Initializing to $null

One habit that I have picked up is initializing all my variables before I use them. You are required to do this in other languages. At the top of my function or as I enter a foreach loop, I define all the values that I'm using.

Here is a scenario that I want you to take a close look at. It's an example of a bug I had to chase down before.

function Do-Something
{
    foreach ( $node in 1..6 )
    {
        try
        {
            $result = Get-Something -ID $node
        }
        catch
        {
            Write-Verbose "[$result] not valid"
        }

        if ( $null -ne $result )
        {
            Update-Something $result
        }
    }
}

The expectation here is that Get-Something returns either a result or an empty $null. If there is an error, we log it. Then we check to make sure we got a valid result before processing it.

The bug hiding in this code is when Get-Something throws an exception and doesn't assign a value to $result. It fails before the assignment so we don't even assign $null to the $result variable. $result still contains the previous valid $result from other iterations. Update-Something to execute multiple times on the same object in this example.

I set $result to $null right inside the foreach loop before I use it to mitigate this issue.

foreach ( $node in 1..6 )
{
    $result = $null
    try
    {
        ...

Scope issues

This also helps mitigate scoping issues. In that example, we assign values to $result over and over in a loop. But because PowerShell allows variable values from outside the function to bleed into the scope of the current function, initializing them inside your function mitigates bugs that can be introduced that way.

An uninitialized variable in your function is not $null if it's set to a value in a parent scope. The parent scope could be another function that calls your function and uses the same variable names.

If I take that same Do-something example and remove the loop, I would end up with something that looks like this example:

function Invoke-Something
{
    $result = 'ParentScope'
    Do-Something
}

function Do-Something
{
    try
    {
        $result = Get-Something -ID $node
    }
    catch
    {
        Write-Verbose "[$result] not valid"
    }

    if ( $null -ne $result )
    {
        Update-Something $result
    }
}

If the call to Get-Something throws an exception, then my $null check finds the $result from Invoke-Something. Initializing the value inside your function mitigates this issue.
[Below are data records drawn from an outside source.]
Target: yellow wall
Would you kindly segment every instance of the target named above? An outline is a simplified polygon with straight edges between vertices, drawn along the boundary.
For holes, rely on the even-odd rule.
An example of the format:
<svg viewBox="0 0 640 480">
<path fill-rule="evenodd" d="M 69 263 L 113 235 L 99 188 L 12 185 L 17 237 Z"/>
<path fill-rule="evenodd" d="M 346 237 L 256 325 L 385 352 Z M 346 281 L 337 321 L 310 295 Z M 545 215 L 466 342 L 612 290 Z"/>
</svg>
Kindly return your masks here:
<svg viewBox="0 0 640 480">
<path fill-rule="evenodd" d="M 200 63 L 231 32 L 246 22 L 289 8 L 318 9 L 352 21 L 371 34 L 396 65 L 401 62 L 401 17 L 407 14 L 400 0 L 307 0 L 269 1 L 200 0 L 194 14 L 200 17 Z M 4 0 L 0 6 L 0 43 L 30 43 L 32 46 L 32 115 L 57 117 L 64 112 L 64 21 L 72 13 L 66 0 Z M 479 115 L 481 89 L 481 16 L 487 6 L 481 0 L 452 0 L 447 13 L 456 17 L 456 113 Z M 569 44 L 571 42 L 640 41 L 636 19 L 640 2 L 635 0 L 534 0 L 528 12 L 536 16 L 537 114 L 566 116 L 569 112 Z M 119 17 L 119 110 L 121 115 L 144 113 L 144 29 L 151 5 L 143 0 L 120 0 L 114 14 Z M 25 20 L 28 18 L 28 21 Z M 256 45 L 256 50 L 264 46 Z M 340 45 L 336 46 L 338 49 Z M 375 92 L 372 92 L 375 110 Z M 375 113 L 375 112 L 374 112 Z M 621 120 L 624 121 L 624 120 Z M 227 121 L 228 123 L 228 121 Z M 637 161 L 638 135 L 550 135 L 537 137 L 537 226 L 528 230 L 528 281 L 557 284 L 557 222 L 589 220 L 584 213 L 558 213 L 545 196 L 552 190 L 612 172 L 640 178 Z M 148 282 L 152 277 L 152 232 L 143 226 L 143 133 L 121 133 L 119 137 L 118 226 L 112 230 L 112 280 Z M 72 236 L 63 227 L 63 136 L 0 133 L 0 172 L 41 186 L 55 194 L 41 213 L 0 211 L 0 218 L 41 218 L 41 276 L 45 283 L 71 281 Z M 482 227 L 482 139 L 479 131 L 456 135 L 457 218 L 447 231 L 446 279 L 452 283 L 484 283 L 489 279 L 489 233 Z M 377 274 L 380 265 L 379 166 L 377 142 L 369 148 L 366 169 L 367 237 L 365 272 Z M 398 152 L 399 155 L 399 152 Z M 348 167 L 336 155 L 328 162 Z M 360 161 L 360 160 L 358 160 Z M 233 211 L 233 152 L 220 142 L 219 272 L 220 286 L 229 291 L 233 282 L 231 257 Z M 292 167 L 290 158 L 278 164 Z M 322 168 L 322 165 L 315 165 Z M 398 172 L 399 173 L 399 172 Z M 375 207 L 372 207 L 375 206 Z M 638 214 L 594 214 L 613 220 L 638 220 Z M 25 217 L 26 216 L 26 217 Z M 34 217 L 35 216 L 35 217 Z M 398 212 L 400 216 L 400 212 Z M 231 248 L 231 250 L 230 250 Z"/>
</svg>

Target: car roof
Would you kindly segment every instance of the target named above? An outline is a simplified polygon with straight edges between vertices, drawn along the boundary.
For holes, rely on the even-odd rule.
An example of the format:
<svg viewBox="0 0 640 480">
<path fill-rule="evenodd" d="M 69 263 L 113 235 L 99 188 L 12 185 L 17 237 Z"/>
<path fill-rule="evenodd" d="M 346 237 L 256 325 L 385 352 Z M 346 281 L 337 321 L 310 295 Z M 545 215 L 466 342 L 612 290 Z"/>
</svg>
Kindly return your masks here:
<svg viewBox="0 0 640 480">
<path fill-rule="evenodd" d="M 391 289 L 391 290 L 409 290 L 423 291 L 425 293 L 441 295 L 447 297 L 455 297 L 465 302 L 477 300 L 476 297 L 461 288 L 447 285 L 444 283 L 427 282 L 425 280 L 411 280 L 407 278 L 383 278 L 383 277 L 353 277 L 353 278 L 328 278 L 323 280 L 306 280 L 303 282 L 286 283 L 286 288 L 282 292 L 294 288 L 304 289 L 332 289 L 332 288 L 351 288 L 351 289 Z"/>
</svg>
Naming variables is hard and it's common for an author to use the same variable names in multiple functions. I know I use $node,$result,$data all the time. So it would be very easy for values from different scopes to show up in places where they should not be.

Redirect output to $null

I have been talking about $null values for this entire article but the topic is not complete if I didn't mention redirecting output to $null. There are times when you have commands that output information or objects that you want to suppress. Redirecting output to $null does that.

Out-Null

The Out-Null command is the built-in way to redirect pipeline data to $null.

New-Item -Type Directory -Path $path | Out-Null

Assign to $null

You can assign the results of a command to $null for the same effect as using Out-Null.

$null = New-Item -Type Directory -Path $path

Because $null is a constant value, you can never overwrite it. I don't like the way it looks in my code but it often performs faster than Out-Null.

Redirect to $null

You can also use the redirection operator to send output to $null.

New-Item -Type Directory -Path $path > $null

If you're dealing with command-line executables that output on the different streams. You can redirect all output streams to $null like this:

git status *> $null

Summary

I covered a lot of ground on this one and I know this article is more fragmented than most of my deep dives. That is because $null values can pop up in many different places in PowerShell and all the nuances are specific to where you find it. I hope you walk away from this with a better understanding of $null and an awareness of the more obscure scenarios you may run into.